How to submit a job array in Hoffman2 if I have a limit of 500 jobs?-CodePudding

I need to submit a job array of 100'000 jobs in Hoffman2. I have a limit of 500. Thus starting job 500, I get the following error:

Unable to run job: job rejected: Only 500 jobs are allowed per user (current job count: 500). Job of user "XX" would exceed that limit. Exiting.

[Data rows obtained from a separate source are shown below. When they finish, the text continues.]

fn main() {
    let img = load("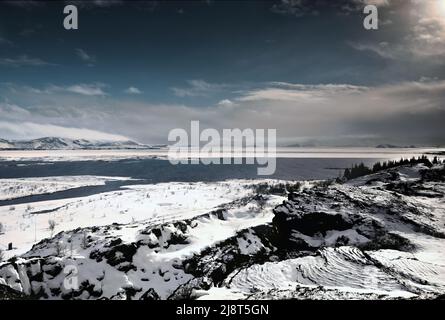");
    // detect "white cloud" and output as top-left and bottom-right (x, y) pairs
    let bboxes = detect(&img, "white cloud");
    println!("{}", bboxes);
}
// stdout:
(76, 48), (96, 66)
(171, 80), (226, 97)
(349, 0), (445, 60)
(0, 78), (445, 145)
(125, 87), (142, 94)
(218, 99), (235, 107)
(0, 121), (129, 141)
(0, 37), (12, 45)
(0, 55), (54, 67)
(65, 84), (106, 96)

Right now the submission Bash code is:

#!/bin/bash
#$ -cwd
#$ -o  test.joblog.LOOP.$JOB_ID
#$ -j y
#$ -l h_data=3G,h_rt=02:00:00
#$ -m n
#$ -t 1-100000
echo "STARTING TIME -- $(date) "
echo "$SGE_TASK_ID  "
/u/systems/UGE8.6.4/bin/lx-amd64/qsub submit_job.sh $SGE_TASK_ID

I tried to modify my code according to some Slurm Documentation but it does not work for Hoffman2 apparently (by adding % I am able to set the number of simultaneous running job).

#$ -cwd
#$ -o  test.joblog.LOOP.$JOB_ID
#$ -j y
#$ -l h_data=3G,h_rt=02:00:00
#$ -m n
#$ -t 1-100000P0
echo "STARTING TIME -- $(date) "
echo "$SGE_TASK_ID  "
/u/systems/UGE8.6.4/bin/lx-amd64/qsub submit_job.sh $SGE_TASK_ID

Do you know how can I modify my submission Bash code in order to always have 500 running job?

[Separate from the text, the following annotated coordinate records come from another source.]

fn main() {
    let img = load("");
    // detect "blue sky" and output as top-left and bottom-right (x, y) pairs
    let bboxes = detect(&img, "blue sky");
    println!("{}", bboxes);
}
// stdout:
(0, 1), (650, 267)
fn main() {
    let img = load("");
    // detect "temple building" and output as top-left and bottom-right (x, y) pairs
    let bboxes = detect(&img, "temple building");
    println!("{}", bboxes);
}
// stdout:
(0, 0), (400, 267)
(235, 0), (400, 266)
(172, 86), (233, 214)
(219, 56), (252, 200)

CodePudding user response：

Assuming that your job is visible as

/u/systems/UGE8.6.4/bin/lx-amd64/qsub submit_job.sh

in ps -e, you could try something quick and dirty like:

#!/bin/bash

maxproc=490 

while : ; do
    qproc=$(ps -e | grep '/u/systems/UGE8.6.4/bin/lx-amd64/qsub submit_job.sh' | wc -l)
    if [ "$qproc" -lt $maxproc ] ; then
        submission_code #with correct arguments
    fi
    sleep 10  # or anytime that you feel appropriate
done

Of course, this shows only the principle; you may need to do some testing whether there are more submission-codes; I also assumed he submissioncode self-backgrounds. And many more. But you'll get the idea.

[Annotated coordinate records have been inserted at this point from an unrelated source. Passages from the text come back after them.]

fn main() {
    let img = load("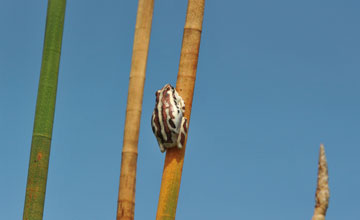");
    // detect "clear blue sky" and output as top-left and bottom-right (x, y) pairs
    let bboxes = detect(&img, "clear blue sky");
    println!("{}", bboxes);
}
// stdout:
(0, 0), (360, 220)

CodePudding user response：

A possible approach (free of busy waiting and ugliness of that kind) is to track the number of jobs on the client side, cap their total count at 500 and, each time any of them finishes, immediately start a new one to replace it. (This is, however, based on the assumption that the client script outlives the jobs.) Concrete steps:

Make the qsub tool block and (passively) wait for the completion of its remote job. Depending on the particular qsub implementation, it may have a -sync flag or something more complex may be needed.
Keep exactly 500, no more and, if possible, no fewer waiting instances of qsub. This can be automated by using this answer or this answer and setting MAX_PARALLELISM to 500 there. qsub itself would be started from the do_something_and_maybe_fail() function.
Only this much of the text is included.